M201: Chapter 2: MongoDB Indexes

Chapter 2: Indexes

Introduction to Indexes

  • What are indexes?
  • How do they work?

What problem do indexes try to solve?
Slow queries

Think about a book index.

B-tree

Index Overhead

  • Indexes are used to increase the speed of our queries.
  • The _id field is automatically indexed on all collections.
  • Indexes reduce the number of documents MongoDB needs to examine to satisfy a query.
  • Indexes can decrease write, update, and delete performance.

How Data is Stored on Disk

Using compression while store information to disk.

db.collection.insert({}, {writeConcern: {w:3}})

The journal file acts as a safeguard against data corruption caused by incomplete data file writes.

Single Field Indexes Part 1

  • Simplest indexes in MongoDB
  • db.collection.createIndex({<field>: <direction>})
  • key features
    • keys from only one field
    • can find a single value for the indexed field
    • can find a range of values
    • cat use dot notation to index fields in subdocuments
    • can be used to find several distinct values in a single query
// execute the following query and collect execution statistics
db.people.find({ "ssn" : "720-38-5636" }).explain("executionStats")
// stage: COLLSCAN


// create an ascending index on ssn
db.people.createIndex( { ssn : 1 } )

// create an explainable object for the people collection
exp = db.people.explain("executionStats")

// execute the same query again (should use an index)
exp.find( { "ssn" : "720-38-5636" } ) 

// execute a new query on the explainable object (can't use the index)
exp.find( { last_name : "Acevedo" } )
// "stage": "IXSCAN"

// insert a documents with an embedded document
db.examples.insertOne( { _id : 0, subdoc : { indexedField: "value", otherField : "value" } } )
db.examples.insertOne( { _id : 1, subdoc : { indexedField : "wrongValue", otherField : "value" } } )

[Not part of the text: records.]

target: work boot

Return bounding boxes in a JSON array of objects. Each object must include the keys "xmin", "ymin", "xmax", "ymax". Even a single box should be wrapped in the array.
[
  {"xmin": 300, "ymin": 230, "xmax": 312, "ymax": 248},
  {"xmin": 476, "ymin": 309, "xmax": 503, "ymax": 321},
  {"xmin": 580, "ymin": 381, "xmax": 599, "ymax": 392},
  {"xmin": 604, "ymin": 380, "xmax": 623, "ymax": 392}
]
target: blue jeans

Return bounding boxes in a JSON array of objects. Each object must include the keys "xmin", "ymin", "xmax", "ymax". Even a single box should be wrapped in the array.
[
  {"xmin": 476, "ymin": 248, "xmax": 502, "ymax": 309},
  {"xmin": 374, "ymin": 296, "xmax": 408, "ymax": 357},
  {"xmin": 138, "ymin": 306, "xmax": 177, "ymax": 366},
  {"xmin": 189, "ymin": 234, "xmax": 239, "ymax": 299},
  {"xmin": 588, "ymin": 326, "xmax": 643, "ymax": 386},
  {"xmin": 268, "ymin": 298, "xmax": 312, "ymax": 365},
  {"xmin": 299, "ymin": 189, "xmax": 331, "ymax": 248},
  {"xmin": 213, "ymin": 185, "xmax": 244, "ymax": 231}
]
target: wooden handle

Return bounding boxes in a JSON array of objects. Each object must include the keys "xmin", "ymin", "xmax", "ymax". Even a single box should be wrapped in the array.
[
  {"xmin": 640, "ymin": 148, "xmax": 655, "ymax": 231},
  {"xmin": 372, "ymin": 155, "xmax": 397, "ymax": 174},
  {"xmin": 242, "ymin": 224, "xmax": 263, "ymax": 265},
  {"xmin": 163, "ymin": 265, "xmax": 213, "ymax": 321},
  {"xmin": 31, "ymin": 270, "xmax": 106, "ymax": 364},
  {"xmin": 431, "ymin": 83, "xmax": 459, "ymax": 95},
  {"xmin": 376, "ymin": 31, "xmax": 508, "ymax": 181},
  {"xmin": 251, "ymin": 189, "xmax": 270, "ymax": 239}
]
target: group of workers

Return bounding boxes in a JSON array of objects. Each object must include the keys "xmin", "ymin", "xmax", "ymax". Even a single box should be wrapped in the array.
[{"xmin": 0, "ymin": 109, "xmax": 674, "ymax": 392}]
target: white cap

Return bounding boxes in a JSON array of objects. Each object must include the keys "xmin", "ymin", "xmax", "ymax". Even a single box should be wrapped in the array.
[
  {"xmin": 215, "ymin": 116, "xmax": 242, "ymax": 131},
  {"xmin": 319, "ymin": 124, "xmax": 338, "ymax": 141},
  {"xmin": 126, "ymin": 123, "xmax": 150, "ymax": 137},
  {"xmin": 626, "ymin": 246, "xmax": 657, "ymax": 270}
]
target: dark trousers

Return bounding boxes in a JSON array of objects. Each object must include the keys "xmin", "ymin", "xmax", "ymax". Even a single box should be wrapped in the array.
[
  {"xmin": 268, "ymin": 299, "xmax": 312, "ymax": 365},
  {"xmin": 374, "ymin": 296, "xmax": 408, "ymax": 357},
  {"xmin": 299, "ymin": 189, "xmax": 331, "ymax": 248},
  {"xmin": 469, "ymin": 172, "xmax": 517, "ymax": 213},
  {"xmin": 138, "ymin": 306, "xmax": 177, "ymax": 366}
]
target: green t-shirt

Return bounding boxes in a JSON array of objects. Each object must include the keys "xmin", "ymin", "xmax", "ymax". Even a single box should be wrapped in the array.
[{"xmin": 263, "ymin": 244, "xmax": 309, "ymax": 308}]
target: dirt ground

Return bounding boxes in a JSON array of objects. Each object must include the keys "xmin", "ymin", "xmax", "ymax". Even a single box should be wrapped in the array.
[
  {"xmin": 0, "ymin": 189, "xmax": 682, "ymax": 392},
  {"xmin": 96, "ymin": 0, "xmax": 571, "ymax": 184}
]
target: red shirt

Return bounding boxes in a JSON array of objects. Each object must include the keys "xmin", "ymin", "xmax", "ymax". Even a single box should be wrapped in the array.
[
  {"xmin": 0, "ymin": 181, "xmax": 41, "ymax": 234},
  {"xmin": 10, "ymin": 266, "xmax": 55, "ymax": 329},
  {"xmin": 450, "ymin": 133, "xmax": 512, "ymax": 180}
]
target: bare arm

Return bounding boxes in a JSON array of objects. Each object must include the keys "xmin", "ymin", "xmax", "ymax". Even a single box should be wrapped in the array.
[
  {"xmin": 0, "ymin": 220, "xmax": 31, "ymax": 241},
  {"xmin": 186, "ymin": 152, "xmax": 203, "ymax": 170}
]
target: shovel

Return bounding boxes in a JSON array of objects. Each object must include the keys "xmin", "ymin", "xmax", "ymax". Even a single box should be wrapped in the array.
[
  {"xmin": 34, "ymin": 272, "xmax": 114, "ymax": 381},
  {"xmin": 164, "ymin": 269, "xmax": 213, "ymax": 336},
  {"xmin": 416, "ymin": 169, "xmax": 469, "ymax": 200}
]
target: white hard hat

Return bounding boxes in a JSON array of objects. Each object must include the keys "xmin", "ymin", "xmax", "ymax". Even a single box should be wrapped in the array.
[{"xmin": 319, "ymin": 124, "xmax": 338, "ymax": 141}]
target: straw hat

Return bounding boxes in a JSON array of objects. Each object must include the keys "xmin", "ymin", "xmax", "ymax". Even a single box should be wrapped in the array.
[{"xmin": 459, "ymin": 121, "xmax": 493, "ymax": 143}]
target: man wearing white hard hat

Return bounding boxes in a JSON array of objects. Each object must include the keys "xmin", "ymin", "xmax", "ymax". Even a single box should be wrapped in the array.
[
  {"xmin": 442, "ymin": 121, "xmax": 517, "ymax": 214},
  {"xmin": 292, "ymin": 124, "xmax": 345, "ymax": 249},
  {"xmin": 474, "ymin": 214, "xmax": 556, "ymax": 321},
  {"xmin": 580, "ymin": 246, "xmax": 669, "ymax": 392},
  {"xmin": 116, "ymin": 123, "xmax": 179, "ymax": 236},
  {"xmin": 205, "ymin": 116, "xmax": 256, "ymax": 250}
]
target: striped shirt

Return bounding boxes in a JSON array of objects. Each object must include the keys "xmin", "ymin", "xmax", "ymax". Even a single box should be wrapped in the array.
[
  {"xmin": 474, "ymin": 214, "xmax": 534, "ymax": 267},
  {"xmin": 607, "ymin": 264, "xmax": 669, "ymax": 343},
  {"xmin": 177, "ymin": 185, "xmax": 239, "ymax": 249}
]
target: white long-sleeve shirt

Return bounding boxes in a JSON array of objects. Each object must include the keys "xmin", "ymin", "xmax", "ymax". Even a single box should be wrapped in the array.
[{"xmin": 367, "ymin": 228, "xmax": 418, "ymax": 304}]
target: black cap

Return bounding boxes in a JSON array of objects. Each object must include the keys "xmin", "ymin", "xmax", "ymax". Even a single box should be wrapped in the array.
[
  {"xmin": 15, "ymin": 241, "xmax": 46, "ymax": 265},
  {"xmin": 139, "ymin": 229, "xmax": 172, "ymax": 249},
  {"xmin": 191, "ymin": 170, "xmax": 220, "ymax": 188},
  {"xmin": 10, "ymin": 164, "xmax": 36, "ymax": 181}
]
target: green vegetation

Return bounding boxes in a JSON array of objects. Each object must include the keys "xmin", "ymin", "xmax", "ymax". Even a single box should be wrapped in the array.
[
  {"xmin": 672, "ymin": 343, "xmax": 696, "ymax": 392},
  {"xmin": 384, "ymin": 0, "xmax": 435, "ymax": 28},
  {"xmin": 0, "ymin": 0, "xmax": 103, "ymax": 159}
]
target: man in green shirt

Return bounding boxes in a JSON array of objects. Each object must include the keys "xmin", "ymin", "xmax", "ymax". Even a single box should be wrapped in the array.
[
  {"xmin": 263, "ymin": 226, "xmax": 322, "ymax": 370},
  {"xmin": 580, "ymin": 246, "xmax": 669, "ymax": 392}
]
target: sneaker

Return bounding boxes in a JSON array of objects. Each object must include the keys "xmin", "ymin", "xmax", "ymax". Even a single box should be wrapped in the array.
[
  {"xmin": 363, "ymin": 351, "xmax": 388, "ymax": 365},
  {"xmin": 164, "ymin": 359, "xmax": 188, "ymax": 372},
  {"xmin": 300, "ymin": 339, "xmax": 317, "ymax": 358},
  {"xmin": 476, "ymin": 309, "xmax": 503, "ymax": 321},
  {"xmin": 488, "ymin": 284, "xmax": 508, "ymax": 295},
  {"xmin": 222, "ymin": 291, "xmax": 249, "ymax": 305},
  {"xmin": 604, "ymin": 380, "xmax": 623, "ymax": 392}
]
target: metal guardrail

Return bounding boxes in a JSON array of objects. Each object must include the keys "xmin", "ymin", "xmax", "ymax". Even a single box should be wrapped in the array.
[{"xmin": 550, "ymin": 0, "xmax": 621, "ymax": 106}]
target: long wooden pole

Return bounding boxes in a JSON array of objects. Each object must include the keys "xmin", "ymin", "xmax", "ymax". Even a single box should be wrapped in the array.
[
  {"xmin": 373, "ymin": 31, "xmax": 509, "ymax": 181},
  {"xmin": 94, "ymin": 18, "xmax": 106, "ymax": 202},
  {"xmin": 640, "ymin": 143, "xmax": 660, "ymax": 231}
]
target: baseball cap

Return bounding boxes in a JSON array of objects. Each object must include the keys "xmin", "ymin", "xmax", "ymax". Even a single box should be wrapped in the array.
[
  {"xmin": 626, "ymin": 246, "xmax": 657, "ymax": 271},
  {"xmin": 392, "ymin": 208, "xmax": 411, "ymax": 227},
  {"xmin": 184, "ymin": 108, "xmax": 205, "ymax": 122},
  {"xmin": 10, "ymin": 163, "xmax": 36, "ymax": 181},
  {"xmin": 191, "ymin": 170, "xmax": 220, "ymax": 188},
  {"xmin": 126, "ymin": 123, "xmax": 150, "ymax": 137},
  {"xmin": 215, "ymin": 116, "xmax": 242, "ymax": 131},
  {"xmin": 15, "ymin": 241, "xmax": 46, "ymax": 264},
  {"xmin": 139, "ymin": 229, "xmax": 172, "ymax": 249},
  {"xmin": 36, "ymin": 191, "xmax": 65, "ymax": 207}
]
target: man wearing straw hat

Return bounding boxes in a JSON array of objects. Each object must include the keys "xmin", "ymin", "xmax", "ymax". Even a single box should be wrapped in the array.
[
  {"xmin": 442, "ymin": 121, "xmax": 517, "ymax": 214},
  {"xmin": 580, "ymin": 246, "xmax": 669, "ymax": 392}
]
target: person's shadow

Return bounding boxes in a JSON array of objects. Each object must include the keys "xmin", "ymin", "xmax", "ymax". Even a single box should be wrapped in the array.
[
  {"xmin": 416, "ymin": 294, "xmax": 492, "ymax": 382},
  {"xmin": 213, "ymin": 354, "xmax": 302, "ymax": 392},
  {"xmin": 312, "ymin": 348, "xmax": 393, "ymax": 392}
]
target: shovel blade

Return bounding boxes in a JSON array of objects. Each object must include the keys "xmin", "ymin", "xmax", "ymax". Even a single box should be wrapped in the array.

// create an index using dot-notation
db.examples.createIndex( { "subdoc.indexedField" : 1 } )

// explain a query using dot-notation
db.examples.explain("executionStats").find( { "subdoc.indexedField" : "value" } )

Single Field Indexes Part 2

// explain a range query (using an index)
exp.find( { ssn : { $gte : "555-00-0000", $lt : "556-00-0000" } } )

// explain a query on a set of values
exp.find( { "ssn" : { $in : [ "001-29-9184", "177-45-0950", "265-67-9973" ] } } )

// explain a query where only part of the predicates use a index
exp.find( { "ssn" : { $in : [ "001-29-9184", "177-45-0950", "265-67-9973" ] }, last_name : { $gte : "H" } } )

Understanding Explain

// switch to the m201 database
use m201

// create an explainable object with no parameters
// does not excute the quries
exp = db.people.explain()

// create an explainable object with the 'executionStats' parameter
// excute the quries
expRun = db.people.explain("executionStats")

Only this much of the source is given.